Our age may come to be known in the future as the age of power, because through the application of mechanical power man has gained such marvelous control over the world about him. Wind and water led in the production of power until about 1870, since which time they have scarcely increased at all, the greater advantages of steam and electricity having driven them out.
As long as all factories had to be built by the side of streams having suitable water-power, the number and size of factories were always extremely limited. With the introduction of steam it became possible to build factories at mines, in forests, in fruit or grain regions, wherever the supply of raw material was plentiful, and to multiply factories of all kinds in cities near the markets for their product, or where labor was cheap and abundant. But power could only be used where it was developed, and the size of the power plant depended on the amount of business done by each individual user.
Now a new era of power has again enlarged the possibilities of manufacturing. By means of electricity the work, not only of factories, but also of the home and the farm may be done in any place where electricity can be installed. We must bear in mind that electricity is never a source of power, but is only the agent that carries power to the user. The source of all electric power is either steam or water, produced by water-wheels, turbines, steam-engines or gas-engines. The economical way to furnish electric power is to establish central power plants, and electricity may be conveyed from them for many miles. An electric railway, telegraph, or telephone system many miles in length is operated from a single power plant. Electric light and power are transmitted all over the largest cities. It is no longer necessary that a factory be of any specified size nor that it have any waste power. If it be within reach of the electrical current it may use as much or as little as is needed.
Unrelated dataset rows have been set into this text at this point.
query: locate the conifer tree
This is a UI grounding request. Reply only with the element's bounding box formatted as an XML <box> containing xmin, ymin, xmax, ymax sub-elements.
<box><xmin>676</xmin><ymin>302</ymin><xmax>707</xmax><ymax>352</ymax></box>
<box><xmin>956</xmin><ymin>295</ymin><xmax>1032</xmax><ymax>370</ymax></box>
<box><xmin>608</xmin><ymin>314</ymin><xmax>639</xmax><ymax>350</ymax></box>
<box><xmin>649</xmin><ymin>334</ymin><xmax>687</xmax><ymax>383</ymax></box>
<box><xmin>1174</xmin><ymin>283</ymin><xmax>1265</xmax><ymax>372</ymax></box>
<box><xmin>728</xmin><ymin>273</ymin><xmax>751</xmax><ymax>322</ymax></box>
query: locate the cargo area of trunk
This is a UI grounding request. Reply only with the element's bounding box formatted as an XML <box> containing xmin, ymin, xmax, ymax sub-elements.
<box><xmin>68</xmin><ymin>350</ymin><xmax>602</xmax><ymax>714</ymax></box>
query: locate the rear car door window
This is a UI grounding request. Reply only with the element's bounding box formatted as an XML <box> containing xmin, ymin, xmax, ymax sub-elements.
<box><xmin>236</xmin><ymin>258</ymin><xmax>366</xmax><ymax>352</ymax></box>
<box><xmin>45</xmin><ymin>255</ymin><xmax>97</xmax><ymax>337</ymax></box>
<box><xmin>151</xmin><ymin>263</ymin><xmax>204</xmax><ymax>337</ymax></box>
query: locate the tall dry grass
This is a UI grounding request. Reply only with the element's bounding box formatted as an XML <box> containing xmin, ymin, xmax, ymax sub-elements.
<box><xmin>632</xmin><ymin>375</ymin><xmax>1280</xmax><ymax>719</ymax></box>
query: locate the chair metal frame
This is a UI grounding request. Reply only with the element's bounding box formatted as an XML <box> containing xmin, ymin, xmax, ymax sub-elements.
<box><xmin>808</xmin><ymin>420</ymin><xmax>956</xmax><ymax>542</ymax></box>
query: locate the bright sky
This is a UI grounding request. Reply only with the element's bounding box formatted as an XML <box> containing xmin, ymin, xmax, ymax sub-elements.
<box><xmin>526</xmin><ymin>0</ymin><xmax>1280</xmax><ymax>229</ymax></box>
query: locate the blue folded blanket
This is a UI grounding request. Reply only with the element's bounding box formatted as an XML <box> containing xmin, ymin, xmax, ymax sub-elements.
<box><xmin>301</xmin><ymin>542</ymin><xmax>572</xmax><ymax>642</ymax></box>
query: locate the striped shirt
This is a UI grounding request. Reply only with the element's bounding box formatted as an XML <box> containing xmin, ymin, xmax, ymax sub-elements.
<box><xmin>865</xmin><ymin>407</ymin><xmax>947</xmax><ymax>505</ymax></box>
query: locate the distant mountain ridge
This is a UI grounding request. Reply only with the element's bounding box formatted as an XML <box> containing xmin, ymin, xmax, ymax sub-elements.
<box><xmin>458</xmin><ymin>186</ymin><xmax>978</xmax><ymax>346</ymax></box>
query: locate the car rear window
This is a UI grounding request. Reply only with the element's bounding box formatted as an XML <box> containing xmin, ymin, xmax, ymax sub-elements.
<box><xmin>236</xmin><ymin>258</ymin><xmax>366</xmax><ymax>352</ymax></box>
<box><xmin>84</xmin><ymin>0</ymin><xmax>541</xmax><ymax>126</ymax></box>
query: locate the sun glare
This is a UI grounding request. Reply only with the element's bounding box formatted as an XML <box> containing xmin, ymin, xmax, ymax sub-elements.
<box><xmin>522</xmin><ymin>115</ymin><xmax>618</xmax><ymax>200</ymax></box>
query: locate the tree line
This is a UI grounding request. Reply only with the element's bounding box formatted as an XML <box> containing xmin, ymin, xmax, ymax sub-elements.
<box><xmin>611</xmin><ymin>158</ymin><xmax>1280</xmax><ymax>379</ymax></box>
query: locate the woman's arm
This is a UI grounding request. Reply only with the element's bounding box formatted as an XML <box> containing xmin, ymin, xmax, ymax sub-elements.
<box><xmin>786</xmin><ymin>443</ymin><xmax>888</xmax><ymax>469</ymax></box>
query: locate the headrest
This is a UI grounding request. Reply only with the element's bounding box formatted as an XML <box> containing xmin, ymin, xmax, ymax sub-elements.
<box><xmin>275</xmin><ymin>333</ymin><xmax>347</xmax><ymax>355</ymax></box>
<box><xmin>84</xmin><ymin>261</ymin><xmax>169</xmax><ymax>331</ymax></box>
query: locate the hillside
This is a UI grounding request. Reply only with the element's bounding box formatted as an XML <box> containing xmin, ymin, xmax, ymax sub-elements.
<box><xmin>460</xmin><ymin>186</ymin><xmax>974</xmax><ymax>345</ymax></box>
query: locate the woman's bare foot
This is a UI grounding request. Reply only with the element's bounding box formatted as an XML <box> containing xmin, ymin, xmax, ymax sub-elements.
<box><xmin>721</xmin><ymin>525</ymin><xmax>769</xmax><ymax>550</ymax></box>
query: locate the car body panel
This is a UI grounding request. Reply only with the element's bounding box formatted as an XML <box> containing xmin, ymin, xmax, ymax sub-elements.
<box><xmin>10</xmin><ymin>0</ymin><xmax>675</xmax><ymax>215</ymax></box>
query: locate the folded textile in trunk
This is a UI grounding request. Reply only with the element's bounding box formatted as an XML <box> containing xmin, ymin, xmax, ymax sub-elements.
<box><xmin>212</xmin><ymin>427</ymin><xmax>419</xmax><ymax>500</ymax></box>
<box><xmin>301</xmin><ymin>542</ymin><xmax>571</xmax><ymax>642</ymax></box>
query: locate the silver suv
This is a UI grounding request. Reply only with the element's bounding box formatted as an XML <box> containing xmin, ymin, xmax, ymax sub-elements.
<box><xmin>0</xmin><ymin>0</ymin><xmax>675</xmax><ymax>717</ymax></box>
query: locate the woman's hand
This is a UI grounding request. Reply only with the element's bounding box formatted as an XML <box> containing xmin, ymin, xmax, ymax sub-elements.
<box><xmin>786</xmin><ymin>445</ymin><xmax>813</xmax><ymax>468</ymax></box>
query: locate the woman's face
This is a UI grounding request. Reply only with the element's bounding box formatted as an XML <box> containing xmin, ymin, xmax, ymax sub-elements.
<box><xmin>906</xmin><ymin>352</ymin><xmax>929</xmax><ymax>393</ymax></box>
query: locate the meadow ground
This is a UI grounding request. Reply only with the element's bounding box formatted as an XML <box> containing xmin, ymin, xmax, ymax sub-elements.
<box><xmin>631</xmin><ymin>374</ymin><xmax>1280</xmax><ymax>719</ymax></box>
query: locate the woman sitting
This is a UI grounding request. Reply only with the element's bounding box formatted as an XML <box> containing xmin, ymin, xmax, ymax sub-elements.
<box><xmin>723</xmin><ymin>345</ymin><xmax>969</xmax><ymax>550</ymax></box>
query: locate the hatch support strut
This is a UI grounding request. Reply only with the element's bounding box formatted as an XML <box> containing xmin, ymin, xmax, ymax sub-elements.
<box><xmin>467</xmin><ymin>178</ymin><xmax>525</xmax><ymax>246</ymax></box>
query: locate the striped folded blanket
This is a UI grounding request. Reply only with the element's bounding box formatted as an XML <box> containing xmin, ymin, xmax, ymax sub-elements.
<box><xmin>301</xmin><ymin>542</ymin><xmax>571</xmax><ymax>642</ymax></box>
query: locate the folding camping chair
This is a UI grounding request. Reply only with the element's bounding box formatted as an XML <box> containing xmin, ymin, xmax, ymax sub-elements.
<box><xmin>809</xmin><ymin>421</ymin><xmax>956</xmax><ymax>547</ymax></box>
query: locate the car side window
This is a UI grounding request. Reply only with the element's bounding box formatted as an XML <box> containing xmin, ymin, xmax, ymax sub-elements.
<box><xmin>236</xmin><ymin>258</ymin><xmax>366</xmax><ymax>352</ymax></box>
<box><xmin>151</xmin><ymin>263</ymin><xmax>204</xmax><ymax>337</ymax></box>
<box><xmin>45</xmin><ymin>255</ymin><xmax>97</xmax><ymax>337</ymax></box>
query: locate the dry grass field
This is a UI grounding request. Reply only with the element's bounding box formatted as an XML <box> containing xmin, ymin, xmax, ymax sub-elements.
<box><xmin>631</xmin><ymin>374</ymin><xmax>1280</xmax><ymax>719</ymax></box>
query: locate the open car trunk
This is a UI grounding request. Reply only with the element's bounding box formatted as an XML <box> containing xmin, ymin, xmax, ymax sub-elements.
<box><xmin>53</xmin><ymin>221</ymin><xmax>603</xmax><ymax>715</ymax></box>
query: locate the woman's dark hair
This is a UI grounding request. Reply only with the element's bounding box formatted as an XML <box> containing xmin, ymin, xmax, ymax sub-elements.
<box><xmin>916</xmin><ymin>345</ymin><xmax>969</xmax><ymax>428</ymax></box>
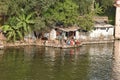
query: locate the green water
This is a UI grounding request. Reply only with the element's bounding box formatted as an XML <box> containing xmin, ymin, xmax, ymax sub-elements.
<box><xmin>0</xmin><ymin>44</ymin><xmax>113</xmax><ymax>80</ymax></box>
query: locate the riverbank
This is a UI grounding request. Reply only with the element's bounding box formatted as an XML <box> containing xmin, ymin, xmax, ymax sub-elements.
<box><xmin>3</xmin><ymin>40</ymin><xmax>114</xmax><ymax>48</ymax></box>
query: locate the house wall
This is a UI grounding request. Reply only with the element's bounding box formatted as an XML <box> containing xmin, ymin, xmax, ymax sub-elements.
<box><xmin>80</xmin><ymin>28</ymin><xmax>114</xmax><ymax>40</ymax></box>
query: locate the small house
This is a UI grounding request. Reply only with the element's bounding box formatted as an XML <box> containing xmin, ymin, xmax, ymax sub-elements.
<box><xmin>80</xmin><ymin>17</ymin><xmax>114</xmax><ymax>40</ymax></box>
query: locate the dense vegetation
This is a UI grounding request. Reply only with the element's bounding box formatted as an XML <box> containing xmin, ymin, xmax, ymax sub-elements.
<box><xmin>0</xmin><ymin>0</ymin><xmax>115</xmax><ymax>41</ymax></box>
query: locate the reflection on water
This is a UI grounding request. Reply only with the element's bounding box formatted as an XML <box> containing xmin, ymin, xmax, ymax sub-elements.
<box><xmin>113</xmin><ymin>41</ymin><xmax>120</xmax><ymax>80</ymax></box>
<box><xmin>0</xmin><ymin>43</ymin><xmax>113</xmax><ymax>80</ymax></box>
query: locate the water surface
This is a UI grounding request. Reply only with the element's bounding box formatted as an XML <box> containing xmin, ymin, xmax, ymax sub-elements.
<box><xmin>0</xmin><ymin>43</ymin><xmax>114</xmax><ymax>80</ymax></box>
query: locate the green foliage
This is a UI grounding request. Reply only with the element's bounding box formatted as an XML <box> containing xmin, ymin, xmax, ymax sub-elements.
<box><xmin>78</xmin><ymin>14</ymin><xmax>94</xmax><ymax>31</ymax></box>
<box><xmin>16</xmin><ymin>13</ymin><xmax>35</xmax><ymax>35</ymax></box>
<box><xmin>2</xmin><ymin>13</ymin><xmax>34</xmax><ymax>42</ymax></box>
<box><xmin>43</xmin><ymin>0</ymin><xmax>79</xmax><ymax>26</ymax></box>
<box><xmin>2</xmin><ymin>25</ymin><xmax>23</xmax><ymax>42</ymax></box>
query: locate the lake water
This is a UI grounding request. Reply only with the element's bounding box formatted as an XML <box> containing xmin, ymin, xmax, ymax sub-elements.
<box><xmin>0</xmin><ymin>41</ymin><xmax>120</xmax><ymax>80</ymax></box>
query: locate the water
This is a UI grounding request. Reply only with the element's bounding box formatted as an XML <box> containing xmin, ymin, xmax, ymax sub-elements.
<box><xmin>0</xmin><ymin>42</ymin><xmax>116</xmax><ymax>80</ymax></box>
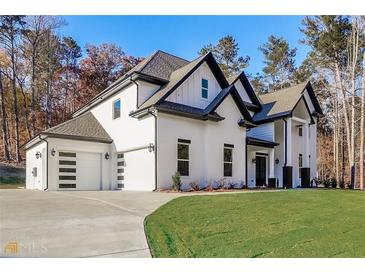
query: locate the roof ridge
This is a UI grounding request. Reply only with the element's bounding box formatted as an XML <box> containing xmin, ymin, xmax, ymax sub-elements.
<box><xmin>157</xmin><ymin>49</ymin><xmax>191</xmax><ymax>63</ymax></box>
<box><xmin>41</xmin><ymin>111</ymin><xmax>95</xmax><ymax>133</ymax></box>
<box><xmin>259</xmin><ymin>81</ymin><xmax>309</xmax><ymax>96</ymax></box>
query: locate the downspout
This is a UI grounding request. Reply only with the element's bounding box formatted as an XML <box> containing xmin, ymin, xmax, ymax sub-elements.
<box><xmin>39</xmin><ymin>135</ymin><xmax>48</xmax><ymax>191</ymax></box>
<box><xmin>283</xmin><ymin>119</ymin><xmax>288</xmax><ymax>166</ymax></box>
<box><xmin>148</xmin><ymin>109</ymin><xmax>157</xmax><ymax>191</ymax></box>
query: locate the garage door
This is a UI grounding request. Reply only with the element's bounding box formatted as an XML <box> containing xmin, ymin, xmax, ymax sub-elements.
<box><xmin>58</xmin><ymin>151</ymin><xmax>101</xmax><ymax>190</ymax></box>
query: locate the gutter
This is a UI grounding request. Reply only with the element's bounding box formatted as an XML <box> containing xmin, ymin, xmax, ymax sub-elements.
<box><xmin>39</xmin><ymin>134</ymin><xmax>49</xmax><ymax>191</ymax></box>
<box><xmin>283</xmin><ymin>119</ymin><xmax>288</xmax><ymax>166</ymax></box>
<box><xmin>148</xmin><ymin>109</ymin><xmax>157</xmax><ymax>191</ymax></box>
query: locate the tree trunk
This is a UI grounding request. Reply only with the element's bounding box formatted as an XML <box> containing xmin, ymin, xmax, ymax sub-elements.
<box><xmin>10</xmin><ymin>31</ymin><xmax>21</xmax><ymax>162</ymax></box>
<box><xmin>335</xmin><ymin>63</ymin><xmax>352</xmax><ymax>184</ymax></box>
<box><xmin>360</xmin><ymin>53</ymin><xmax>365</xmax><ymax>189</ymax></box>
<box><xmin>0</xmin><ymin>70</ymin><xmax>10</xmax><ymax>161</ymax></box>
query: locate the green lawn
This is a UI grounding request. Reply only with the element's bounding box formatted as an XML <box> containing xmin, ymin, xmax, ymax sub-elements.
<box><xmin>145</xmin><ymin>190</ymin><xmax>365</xmax><ymax>258</ymax></box>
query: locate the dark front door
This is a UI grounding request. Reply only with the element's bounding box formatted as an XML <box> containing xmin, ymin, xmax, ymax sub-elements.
<box><xmin>256</xmin><ymin>156</ymin><xmax>266</xmax><ymax>186</ymax></box>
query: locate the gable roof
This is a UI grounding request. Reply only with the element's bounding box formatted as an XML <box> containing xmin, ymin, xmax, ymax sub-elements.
<box><xmin>73</xmin><ymin>50</ymin><xmax>189</xmax><ymax>117</ymax></box>
<box><xmin>139</xmin><ymin>52</ymin><xmax>228</xmax><ymax>109</ymax></box>
<box><xmin>41</xmin><ymin>112</ymin><xmax>113</xmax><ymax>143</ymax></box>
<box><xmin>228</xmin><ymin>71</ymin><xmax>262</xmax><ymax>111</ymax></box>
<box><xmin>126</xmin><ymin>50</ymin><xmax>189</xmax><ymax>81</ymax></box>
<box><xmin>253</xmin><ymin>82</ymin><xmax>322</xmax><ymax>123</ymax></box>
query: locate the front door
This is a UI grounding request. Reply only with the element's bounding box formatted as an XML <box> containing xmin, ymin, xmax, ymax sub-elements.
<box><xmin>256</xmin><ymin>156</ymin><xmax>266</xmax><ymax>186</ymax></box>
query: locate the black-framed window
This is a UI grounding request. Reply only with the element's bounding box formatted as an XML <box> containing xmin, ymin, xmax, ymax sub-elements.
<box><xmin>202</xmin><ymin>78</ymin><xmax>208</xmax><ymax>99</ymax></box>
<box><xmin>223</xmin><ymin>146</ymin><xmax>233</xmax><ymax>177</ymax></box>
<box><xmin>298</xmin><ymin>154</ymin><xmax>303</xmax><ymax>178</ymax></box>
<box><xmin>177</xmin><ymin>141</ymin><xmax>190</xmax><ymax>176</ymax></box>
<box><xmin>113</xmin><ymin>99</ymin><xmax>120</xmax><ymax>119</ymax></box>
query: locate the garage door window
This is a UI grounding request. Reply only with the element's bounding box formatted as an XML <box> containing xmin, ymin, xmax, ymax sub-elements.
<box><xmin>117</xmin><ymin>153</ymin><xmax>125</xmax><ymax>189</ymax></box>
<box><xmin>58</xmin><ymin>151</ymin><xmax>76</xmax><ymax>188</ymax></box>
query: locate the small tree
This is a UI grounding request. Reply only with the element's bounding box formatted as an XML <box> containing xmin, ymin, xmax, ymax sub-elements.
<box><xmin>171</xmin><ymin>171</ymin><xmax>181</xmax><ymax>190</ymax></box>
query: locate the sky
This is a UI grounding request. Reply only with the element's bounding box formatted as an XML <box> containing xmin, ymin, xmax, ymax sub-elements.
<box><xmin>61</xmin><ymin>16</ymin><xmax>309</xmax><ymax>75</ymax></box>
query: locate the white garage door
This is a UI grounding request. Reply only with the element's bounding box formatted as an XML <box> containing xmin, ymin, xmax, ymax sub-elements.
<box><xmin>59</xmin><ymin>151</ymin><xmax>101</xmax><ymax>190</ymax></box>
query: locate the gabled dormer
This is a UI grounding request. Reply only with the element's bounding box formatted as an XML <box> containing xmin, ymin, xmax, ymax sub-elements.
<box><xmin>228</xmin><ymin>71</ymin><xmax>262</xmax><ymax>114</ymax></box>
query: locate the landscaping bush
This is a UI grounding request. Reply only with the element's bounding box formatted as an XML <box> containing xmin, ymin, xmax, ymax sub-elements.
<box><xmin>232</xmin><ymin>181</ymin><xmax>244</xmax><ymax>189</ymax></box>
<box><xmin>171</xmin><ymin>171</ymin><xmax>181</xmax><ymax>190</ymax></box>
<box><xmin>197</xmin><ymin>180</ymin><xmax>209</xmax><ymax>190</ymax></box>
<box><xmin>330</xmin><ymin>178</ymin><xmax>337</xmax><ymax>188</ymax></box>
<box><xmin>323</xmin><ymin>179</ymin><xmax>331</xmax><ymax>188</ymax></box>
<box><xmin>180</xmin><ymin>183</ymin><xmax>192</xmax><ymax>192</ymax></box>
<box><xmin>210</xmin><ymin>181</ymin><xmax>221</xmax><ymax>190</ymax></box>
The cheapness of electric power must always depend on nearness to the source of supply or to the market. Until a short time ago it was customary to locate electric power-houses near the market, that is, in cities. But the benefits to be derived from having the electric plant near the source of power, so that the cost of production is greatly lessened, are becoming better recognized. This will make water-power increasingly valuable.
It is even now practicable to develop water-power, wherever located, for the production of electricity. Although the lowest grade coals are used for electric power at the mines yet they can now be used for still other purposes. Coal or other fuel once used can not be replaced, but when electricity is derived from water-power only energy otherwise wasted is used. This energy, if derived from water-power, is all added to our a.s.sets instead of being lost.
For many years the amount of power used for manufacturing and other purposes has doubled about once in ten years, and the steady pace kept by different lines of development shows how closely they are related.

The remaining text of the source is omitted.